Re: Serious performance issues with mdadm RAID-5 partition exported through LIO (iSCSI)

joystick <joystick@xxxxxxxxxxxxx> · Wed, 19 Sep 2012 12:49:19 +0200

On 09/19/12 00:20, Nicholas A. Bellinger wrote:

Are you enabling emulate_write_cache=1 with your iblock
backends..? This can have a gigantic effect on initiator
performance for both MSFT + Linux SCSI clients.
That sounds interesting, but also potentially rather dangerous,
unless there is a very reliable implementation of IO barriers.
Just like with enabling write caches on real disks...

Not exactly.  The name of the 'emulate_write_cache' device attribute is
a bit mis-leading here.  This bit simply reports (to the SCSI client)
that the WCE=1 bit is set during SCSI mode sense (caching page) is read
during the initial LUN scan.

Then can I say that the default is wrong?
You are declaring writethrough a device that is almost certainly a 
writeback (because at least HDDs will have caches).

If power is lost at the iscsi target, there WILL be data loss. People do 
not expect that. Change the default!

Besides this, I don't understand how declaring an iscsi target as 
writethrough could slow down operations volountarily by initiators. That 
would be a bug of the initiators because writethrough is "better" than 
writeback for all purposes: initiators should just skip the queue drain 
/ flush / FUA, and all the rest should be the same.

[ ... ] check your [ ... ]/queue/max*sectors_kb for the MD
RAID to make sure the WRITEs are striped aligned to get best
performance with software MD raid.
That does not quite ensure that the writes are stripe aligned,
but perhaps a larger stripe cache would help.

I'm talking about what MD raid has chosen as it's underlying
max_sectors_kb to issue I/O to the underlying raid member devices.  This
depends on what backend storage hardware is in use, this may end up as
'127', which will result in ugly mis-aligned writes that ends up killing
performance.

Interesting observation.
For local processes writing, probably MD waits enough time for other 
requests to come and fill a stripe before initiating a rmw; but maybe 
iscsi is too slow for that and MD initiates an rmw for each request 
which would be a zillion of RMWs.
Can that be?
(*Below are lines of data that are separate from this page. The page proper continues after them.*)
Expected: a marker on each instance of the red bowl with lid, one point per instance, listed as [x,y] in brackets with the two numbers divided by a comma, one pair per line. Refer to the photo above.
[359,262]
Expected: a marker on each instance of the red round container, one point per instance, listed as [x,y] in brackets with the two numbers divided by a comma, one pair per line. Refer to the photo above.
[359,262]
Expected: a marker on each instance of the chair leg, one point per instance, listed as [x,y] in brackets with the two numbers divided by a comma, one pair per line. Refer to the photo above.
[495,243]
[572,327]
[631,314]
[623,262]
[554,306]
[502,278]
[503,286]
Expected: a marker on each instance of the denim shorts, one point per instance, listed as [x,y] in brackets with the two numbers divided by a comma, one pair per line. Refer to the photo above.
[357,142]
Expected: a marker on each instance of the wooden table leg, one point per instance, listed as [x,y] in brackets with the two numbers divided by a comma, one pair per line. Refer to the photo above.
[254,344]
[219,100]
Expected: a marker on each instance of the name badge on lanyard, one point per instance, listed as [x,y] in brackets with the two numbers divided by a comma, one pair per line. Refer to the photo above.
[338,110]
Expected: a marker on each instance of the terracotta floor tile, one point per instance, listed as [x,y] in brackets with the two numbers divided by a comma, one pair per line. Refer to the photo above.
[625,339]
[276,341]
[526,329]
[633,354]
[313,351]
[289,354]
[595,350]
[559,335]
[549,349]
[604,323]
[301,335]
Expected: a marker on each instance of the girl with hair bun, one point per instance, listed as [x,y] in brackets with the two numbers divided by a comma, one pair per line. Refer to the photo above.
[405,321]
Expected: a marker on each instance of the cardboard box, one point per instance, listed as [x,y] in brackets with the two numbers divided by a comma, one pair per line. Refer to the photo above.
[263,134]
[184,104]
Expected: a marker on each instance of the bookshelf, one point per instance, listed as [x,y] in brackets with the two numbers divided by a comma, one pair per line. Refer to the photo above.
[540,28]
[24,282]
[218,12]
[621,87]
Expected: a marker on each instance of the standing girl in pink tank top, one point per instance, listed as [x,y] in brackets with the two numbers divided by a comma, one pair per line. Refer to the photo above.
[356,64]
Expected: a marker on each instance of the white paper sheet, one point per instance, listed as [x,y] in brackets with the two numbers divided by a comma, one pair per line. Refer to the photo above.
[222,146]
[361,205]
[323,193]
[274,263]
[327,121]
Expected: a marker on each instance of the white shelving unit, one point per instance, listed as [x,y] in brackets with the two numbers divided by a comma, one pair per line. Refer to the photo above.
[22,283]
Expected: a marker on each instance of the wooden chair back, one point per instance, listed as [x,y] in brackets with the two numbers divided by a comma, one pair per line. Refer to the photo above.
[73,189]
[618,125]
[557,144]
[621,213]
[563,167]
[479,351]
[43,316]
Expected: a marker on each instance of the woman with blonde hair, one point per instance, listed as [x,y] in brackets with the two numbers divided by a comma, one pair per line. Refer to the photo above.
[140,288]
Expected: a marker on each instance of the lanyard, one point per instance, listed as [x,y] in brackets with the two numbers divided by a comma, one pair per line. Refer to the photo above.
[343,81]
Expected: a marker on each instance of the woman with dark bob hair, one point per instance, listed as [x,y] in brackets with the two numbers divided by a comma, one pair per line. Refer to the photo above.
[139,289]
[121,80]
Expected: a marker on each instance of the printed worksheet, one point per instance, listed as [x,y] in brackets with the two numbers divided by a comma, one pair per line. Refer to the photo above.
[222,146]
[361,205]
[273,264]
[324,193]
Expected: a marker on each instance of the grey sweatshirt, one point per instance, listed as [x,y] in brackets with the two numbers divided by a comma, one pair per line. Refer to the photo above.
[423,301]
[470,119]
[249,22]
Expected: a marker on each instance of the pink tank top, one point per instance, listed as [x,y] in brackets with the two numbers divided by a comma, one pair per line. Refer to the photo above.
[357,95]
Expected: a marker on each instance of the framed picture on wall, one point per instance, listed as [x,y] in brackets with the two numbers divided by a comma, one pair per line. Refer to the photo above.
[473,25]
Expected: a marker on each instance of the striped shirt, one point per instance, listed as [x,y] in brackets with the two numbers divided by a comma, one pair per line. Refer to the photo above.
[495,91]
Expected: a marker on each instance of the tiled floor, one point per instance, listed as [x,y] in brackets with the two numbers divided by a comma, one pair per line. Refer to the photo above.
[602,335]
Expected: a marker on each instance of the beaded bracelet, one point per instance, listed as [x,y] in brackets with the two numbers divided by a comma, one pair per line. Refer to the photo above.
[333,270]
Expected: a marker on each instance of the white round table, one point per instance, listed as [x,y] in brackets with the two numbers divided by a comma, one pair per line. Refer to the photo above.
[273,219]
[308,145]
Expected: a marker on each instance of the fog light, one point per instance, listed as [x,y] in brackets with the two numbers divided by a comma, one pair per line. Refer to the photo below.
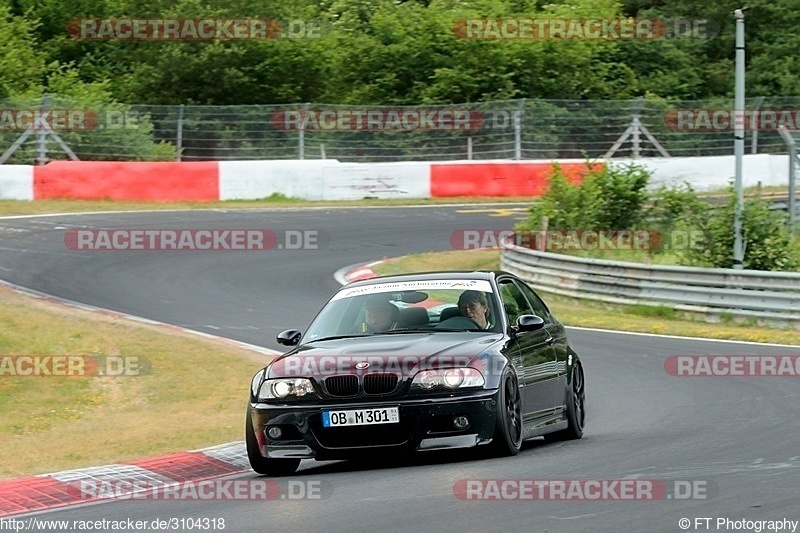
[460,422]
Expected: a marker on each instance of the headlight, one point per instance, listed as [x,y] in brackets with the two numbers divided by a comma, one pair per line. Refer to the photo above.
[280,389]
[448,378]
[256,382]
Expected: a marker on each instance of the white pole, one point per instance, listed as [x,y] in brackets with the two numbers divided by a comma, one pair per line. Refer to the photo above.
[738,140]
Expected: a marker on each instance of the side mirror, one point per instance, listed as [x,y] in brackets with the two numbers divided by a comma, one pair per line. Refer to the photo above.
[289,337]
[529,323]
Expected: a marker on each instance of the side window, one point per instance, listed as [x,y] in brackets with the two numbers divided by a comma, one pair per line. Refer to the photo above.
[539,308]
[514,302]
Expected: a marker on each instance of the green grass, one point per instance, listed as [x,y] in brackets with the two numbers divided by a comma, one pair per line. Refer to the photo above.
[193,395]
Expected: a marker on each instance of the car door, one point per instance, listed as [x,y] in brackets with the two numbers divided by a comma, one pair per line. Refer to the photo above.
[538,360]
[559,343]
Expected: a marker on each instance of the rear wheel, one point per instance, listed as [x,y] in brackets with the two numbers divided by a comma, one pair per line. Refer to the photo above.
[507,438]
[265,465]
[576,409]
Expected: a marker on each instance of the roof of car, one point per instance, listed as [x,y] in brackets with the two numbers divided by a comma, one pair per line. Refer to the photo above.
[443,274]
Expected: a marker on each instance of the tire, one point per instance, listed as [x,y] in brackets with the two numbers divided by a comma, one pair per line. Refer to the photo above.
[576,409]
[264,465]
[507,438]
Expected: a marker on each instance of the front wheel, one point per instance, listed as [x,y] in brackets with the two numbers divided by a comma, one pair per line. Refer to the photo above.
[576,409]
[507,438]
[265,465]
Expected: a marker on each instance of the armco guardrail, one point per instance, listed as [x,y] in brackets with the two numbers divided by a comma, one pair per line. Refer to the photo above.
[768,296]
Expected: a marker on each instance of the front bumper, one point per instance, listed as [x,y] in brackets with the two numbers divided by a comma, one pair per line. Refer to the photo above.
[425,424]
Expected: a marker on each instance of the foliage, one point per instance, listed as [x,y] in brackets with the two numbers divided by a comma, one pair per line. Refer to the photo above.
[767,242]
[609,197]
[615,197]
[401,52]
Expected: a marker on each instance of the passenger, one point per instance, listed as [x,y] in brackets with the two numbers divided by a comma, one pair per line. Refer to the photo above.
[473,305]
[379,316]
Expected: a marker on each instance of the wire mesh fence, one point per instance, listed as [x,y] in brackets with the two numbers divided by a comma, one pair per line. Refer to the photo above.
[37,131]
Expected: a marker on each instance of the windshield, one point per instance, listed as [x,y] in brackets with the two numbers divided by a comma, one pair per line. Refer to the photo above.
[406,307]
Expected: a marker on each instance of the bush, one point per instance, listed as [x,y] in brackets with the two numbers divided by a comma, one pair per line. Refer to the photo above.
[609,197]
[768,244]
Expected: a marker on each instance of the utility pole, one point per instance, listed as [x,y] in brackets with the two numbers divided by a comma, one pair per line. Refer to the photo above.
[738,139]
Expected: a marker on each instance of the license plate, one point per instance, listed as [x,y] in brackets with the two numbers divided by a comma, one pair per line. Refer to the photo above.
[361,417]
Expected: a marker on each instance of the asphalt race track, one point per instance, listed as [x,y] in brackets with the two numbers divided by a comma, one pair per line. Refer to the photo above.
[734,439]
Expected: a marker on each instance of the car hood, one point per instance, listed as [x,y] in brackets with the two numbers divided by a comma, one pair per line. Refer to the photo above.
[405,353]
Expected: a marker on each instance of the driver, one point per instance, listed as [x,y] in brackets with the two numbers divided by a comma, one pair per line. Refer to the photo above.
[379,317]
[473,305]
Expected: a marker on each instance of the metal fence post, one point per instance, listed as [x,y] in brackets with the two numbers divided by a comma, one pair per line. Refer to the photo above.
[301,133]
[41,148]
[792,145]
[179,133]
[518,130]
[754,125]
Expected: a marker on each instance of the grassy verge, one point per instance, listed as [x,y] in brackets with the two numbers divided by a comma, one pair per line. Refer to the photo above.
[39,207]
[193,395]
[573,312]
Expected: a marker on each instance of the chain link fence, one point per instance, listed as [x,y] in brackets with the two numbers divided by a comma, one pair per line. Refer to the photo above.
[37,131]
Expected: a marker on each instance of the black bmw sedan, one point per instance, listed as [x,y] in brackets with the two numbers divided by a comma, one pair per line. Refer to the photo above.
[417,362]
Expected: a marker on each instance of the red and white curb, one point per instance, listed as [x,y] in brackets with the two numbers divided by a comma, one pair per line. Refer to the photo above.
[51,491]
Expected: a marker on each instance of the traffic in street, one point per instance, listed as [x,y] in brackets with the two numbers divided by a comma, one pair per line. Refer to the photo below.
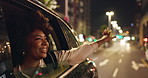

Anyone knows MD enough to say if MD waits a little bit for 
more data in the attempt of filling an entire stripe before proceeding 
with rmw? If yes, can such timeout be set?

We've (RTS) changed this with a one-liner patch to raid456.c code on .32
basded distro kernels in the past to get proper stripe aligned writes,
and it obviously makes a huge difference with fast storage hardware.

This value is writable via sysfs, why do you need a patch?

That's exactly what I'm talking about.

With buffered FILEIO enabled a incoming WRITE payload will have already
been ACKs back to the SCSI fabric and up the storage -> filesystem
stack, but if a power loss was to occur before that data has been
written out (using a battery back-up unit for example), then the FS on
the client will have (silently) lost data.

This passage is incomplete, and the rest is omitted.